Building capacity for a tobacco-free world

July 12-15, 2006, Washington, DC, USA

Thursday, July 13, 2006 - 12:00 PM

Short Term Effects of Smoking Cessation on Blood Antioxidant Parameters and Paraoxonase Activity in Healthy, Asymptomatic Long-Term Cigarette Smokers

Berrin Imge Erguder, MD, PhD1, Toker Erguder, PhD2, Ceylan Ozkan, MD3, Nergiz Bozkurt3, Kazim Soylu1, Erdinç Devrim1, and Ilker Durak1. (1) Department of Biochemistry, Ankara University School of Medicine, Ankara Universitesi Tip Fak. Biyokimya AD Dekanlik Binasi, Sihhiye, Ankara, 06100, Turkey, (2) Mental Health Department of Primary Health Care General Directorate, Substance Dependence Section, Saglik Bakanligi Temel Saglik Hizmetleri Genel Müdürlügü, B Blok Kat 4 Sihhiye, ANKARA, 06340, Turkey, (3) MAN Ankara-Turkey, CUBUK, ANKARA, 06600, Turkey

Objective: The aim of this study was to compare short term effects of smoking cessation on blood oxidant/antioxidant status, lipid peroxidation, lipid/cholesterol levels and paraoxonase activity.
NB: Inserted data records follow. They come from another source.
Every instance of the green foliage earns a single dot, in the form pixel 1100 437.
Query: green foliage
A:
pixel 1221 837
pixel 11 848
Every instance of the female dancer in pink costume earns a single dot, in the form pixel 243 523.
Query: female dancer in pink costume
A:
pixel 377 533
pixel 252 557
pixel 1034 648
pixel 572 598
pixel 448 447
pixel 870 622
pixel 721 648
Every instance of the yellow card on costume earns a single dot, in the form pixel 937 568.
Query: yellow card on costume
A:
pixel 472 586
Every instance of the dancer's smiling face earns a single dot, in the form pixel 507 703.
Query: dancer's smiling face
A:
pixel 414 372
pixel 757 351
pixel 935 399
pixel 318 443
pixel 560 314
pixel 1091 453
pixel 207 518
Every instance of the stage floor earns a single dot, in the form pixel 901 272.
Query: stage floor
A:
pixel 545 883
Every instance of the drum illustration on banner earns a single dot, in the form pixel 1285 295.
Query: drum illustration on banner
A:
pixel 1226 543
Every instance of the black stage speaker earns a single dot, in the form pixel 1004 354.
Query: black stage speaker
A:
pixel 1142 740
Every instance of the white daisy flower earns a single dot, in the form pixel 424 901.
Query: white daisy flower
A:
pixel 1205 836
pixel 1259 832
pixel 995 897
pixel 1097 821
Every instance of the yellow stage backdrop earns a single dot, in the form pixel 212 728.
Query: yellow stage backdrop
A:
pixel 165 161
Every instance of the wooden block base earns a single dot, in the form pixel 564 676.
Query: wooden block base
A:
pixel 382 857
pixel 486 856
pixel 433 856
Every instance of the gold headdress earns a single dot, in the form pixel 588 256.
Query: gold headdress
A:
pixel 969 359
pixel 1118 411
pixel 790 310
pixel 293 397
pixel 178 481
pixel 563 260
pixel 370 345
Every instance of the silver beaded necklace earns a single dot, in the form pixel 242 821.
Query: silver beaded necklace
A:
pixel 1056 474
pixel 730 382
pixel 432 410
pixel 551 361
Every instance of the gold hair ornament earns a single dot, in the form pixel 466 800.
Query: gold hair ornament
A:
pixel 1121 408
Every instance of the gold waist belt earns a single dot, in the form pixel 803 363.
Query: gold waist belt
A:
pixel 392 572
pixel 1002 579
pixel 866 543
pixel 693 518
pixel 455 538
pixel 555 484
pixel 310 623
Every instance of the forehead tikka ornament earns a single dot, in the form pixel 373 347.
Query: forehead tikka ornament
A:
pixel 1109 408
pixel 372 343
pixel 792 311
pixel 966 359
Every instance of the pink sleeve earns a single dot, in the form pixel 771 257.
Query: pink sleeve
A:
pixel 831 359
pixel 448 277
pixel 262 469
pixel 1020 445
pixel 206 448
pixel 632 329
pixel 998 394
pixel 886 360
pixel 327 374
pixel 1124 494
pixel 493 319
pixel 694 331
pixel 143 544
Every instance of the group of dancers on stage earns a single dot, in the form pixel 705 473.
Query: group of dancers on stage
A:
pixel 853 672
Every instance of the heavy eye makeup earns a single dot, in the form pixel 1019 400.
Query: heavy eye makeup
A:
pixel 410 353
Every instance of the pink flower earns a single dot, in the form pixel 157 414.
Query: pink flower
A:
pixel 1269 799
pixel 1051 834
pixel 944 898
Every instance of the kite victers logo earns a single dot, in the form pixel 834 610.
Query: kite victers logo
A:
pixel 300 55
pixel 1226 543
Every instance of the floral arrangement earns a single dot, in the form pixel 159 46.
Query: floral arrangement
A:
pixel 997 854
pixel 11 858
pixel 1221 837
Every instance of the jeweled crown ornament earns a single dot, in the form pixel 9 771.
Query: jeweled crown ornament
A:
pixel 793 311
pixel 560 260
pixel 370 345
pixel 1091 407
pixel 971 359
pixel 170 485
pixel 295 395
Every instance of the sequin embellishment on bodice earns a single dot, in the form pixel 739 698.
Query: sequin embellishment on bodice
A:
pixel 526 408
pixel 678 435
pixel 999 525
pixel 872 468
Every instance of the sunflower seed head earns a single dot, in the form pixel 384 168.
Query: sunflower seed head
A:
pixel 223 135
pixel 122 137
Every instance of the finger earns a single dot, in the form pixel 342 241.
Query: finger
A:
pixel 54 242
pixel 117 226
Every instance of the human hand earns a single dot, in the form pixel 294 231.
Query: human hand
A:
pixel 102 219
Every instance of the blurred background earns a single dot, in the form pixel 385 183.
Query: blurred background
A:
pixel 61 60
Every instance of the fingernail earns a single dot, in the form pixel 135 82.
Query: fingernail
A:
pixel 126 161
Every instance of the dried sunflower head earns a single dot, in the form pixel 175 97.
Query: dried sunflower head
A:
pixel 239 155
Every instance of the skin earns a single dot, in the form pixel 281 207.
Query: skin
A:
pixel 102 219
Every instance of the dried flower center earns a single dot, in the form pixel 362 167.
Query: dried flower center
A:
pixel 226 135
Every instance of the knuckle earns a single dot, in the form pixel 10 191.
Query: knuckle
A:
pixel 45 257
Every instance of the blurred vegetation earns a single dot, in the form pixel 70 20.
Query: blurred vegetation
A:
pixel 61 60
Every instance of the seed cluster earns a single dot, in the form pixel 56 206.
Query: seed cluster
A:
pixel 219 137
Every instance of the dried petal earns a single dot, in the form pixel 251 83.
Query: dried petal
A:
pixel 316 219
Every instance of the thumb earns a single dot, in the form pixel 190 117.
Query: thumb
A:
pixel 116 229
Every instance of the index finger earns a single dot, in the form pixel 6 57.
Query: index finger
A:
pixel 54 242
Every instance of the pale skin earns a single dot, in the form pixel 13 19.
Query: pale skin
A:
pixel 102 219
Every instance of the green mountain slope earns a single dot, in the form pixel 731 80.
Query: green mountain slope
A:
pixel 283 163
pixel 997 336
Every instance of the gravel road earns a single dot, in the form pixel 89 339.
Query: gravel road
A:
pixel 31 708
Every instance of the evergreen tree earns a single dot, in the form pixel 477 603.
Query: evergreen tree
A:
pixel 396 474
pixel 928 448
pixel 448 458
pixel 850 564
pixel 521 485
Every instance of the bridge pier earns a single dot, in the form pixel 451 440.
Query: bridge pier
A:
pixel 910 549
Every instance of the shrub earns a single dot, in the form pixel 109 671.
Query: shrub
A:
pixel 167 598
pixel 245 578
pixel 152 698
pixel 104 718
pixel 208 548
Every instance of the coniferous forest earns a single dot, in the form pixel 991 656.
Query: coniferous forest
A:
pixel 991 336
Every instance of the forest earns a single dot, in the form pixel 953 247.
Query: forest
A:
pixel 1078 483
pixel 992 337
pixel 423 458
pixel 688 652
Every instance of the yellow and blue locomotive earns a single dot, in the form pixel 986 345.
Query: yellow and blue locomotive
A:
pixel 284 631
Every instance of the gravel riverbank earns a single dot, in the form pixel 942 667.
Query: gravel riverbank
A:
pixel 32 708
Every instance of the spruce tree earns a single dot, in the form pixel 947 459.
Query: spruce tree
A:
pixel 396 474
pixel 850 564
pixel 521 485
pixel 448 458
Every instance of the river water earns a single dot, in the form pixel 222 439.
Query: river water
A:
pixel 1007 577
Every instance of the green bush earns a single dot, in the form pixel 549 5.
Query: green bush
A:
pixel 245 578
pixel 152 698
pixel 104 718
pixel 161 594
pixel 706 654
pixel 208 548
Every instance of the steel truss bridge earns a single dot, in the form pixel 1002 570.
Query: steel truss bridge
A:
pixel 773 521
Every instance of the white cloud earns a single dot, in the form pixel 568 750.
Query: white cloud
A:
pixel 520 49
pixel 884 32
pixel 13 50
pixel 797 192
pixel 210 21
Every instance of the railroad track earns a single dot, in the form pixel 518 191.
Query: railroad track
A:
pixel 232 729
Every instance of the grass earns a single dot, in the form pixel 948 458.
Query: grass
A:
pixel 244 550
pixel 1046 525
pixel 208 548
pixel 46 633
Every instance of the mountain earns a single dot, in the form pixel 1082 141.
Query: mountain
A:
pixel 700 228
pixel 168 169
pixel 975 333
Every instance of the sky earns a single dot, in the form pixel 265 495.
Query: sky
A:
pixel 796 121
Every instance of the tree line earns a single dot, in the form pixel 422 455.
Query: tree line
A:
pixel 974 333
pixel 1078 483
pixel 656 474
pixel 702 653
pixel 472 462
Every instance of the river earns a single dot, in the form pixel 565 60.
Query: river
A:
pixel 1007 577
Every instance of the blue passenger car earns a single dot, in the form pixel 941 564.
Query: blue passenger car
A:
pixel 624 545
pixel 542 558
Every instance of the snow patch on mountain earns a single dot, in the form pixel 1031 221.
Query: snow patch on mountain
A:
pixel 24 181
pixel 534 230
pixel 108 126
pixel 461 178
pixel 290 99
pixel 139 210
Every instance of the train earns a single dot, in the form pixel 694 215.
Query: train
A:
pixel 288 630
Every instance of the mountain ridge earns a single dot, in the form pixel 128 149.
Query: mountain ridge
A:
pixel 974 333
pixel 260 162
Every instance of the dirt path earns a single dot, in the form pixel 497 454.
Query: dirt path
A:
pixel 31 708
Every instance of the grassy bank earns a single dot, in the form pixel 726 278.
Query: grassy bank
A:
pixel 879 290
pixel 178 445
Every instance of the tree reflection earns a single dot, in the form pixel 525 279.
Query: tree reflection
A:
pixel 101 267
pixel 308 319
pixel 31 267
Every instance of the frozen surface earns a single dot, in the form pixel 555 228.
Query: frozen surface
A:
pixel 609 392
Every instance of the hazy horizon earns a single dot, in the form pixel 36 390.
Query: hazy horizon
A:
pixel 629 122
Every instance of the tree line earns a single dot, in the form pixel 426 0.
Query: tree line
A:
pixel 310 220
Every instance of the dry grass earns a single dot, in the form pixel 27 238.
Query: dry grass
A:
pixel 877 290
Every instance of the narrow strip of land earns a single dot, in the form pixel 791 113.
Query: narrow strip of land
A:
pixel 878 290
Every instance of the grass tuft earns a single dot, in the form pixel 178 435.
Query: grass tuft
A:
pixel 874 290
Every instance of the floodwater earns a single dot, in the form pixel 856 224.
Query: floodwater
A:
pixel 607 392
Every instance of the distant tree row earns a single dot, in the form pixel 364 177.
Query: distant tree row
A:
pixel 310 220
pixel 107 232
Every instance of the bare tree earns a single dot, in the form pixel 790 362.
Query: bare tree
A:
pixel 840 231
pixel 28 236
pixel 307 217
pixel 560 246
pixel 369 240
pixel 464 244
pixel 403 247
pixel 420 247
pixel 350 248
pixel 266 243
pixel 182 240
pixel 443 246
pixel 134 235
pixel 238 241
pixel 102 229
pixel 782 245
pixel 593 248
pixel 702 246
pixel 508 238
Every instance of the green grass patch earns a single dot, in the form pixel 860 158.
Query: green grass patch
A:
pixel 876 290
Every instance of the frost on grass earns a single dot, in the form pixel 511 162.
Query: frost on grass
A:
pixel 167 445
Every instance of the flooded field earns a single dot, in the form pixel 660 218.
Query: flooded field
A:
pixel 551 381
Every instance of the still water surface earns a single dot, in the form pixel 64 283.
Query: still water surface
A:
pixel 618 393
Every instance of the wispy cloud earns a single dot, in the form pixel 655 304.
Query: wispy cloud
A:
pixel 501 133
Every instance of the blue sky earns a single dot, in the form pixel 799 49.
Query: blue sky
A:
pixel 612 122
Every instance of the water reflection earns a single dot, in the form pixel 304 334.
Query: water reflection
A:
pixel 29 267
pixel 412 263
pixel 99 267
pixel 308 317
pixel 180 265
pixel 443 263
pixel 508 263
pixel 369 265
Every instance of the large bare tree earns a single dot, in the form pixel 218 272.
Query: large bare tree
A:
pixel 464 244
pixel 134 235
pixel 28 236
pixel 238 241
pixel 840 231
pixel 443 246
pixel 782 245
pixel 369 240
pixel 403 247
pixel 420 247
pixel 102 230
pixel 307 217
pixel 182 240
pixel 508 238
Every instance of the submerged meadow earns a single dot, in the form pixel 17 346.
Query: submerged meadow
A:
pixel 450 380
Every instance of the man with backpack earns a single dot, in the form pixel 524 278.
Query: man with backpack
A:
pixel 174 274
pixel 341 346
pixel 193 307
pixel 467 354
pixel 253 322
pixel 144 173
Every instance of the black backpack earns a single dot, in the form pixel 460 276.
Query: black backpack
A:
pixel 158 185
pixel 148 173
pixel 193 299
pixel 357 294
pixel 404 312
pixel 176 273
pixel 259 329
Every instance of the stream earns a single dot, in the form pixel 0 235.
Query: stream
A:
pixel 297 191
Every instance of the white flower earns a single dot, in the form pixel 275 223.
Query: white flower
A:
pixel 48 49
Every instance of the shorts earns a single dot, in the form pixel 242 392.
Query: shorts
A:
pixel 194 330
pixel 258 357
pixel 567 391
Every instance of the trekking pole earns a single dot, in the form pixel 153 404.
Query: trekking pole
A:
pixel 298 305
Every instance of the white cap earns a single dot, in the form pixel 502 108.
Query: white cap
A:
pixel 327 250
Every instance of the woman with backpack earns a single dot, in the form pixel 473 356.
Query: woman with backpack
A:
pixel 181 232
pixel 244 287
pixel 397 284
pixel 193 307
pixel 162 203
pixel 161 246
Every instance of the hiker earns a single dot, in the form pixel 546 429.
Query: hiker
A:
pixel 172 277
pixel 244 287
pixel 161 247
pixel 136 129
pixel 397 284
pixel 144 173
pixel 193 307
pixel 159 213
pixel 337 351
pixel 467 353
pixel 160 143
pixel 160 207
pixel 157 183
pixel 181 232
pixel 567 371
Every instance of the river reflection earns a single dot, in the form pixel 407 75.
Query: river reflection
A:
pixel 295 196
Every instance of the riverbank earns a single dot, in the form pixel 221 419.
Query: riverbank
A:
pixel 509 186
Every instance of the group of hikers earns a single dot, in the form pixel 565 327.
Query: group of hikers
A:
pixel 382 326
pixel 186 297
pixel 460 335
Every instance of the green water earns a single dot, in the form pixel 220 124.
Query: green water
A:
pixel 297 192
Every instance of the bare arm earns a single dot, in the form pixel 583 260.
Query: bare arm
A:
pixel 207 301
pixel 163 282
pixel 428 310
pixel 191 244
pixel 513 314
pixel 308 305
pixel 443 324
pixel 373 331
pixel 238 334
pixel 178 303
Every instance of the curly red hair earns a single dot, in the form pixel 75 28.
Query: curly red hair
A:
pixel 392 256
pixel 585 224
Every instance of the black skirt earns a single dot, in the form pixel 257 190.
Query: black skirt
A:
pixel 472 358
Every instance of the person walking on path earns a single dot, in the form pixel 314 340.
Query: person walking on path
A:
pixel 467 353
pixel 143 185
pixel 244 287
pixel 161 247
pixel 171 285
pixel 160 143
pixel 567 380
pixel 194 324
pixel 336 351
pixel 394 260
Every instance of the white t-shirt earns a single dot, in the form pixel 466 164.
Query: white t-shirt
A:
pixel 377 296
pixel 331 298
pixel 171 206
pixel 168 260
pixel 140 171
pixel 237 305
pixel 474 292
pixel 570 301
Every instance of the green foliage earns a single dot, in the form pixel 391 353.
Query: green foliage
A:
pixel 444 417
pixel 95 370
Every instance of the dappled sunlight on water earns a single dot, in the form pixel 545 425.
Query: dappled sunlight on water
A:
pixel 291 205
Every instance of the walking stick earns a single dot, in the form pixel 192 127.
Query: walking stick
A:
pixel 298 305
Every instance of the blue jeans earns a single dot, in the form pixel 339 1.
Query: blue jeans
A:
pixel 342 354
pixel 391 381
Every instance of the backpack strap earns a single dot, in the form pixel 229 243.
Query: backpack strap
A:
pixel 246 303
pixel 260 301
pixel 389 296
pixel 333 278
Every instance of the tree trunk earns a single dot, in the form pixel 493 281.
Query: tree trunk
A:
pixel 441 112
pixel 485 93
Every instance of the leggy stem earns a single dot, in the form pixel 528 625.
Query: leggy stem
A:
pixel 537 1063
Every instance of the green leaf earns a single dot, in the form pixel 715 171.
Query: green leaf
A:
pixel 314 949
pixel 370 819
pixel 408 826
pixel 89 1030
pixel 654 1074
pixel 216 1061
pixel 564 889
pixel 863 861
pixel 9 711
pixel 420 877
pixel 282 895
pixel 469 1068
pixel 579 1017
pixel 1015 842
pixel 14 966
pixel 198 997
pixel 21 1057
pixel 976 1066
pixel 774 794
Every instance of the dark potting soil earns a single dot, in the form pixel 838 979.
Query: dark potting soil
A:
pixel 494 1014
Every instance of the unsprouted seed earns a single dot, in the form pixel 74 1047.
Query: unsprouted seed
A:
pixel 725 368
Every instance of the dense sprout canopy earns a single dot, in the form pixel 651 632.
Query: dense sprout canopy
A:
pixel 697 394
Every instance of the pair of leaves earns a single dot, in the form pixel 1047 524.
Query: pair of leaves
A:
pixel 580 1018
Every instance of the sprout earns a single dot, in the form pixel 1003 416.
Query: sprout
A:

Methods: Sixteen healthy, asymptomatic long-term cigarette smokers (mean age: 35±9 years) participated in the study in the smoking cessation program. After and before smoking cessation, subjects were examined for oxidant/antioxidant status, lipid peroxidation, lipid/cholesterol, paraoxonase activity, breath carbon monoxide levels and blood carboxyhaemoglobin values.

Results: When compared to previous values, subjects were revealed statistically significant decreases in the malondialdehyde and carbon monoxide levels after 4 weeks of smoking cessation. HDL (High density lipoprotein) / LDL (Low density lipoprotein) cholesterol ratio was found to be increased. Additionally significantly increased paraoxonase activity was observed in the blood samples obtained after cigarette cessation period. Results suggest that smoking cessation reduces serum lipid peroxidation products and carbon monoxide levels, and increases blood paraoxonase activity and HDL/LDL ratio.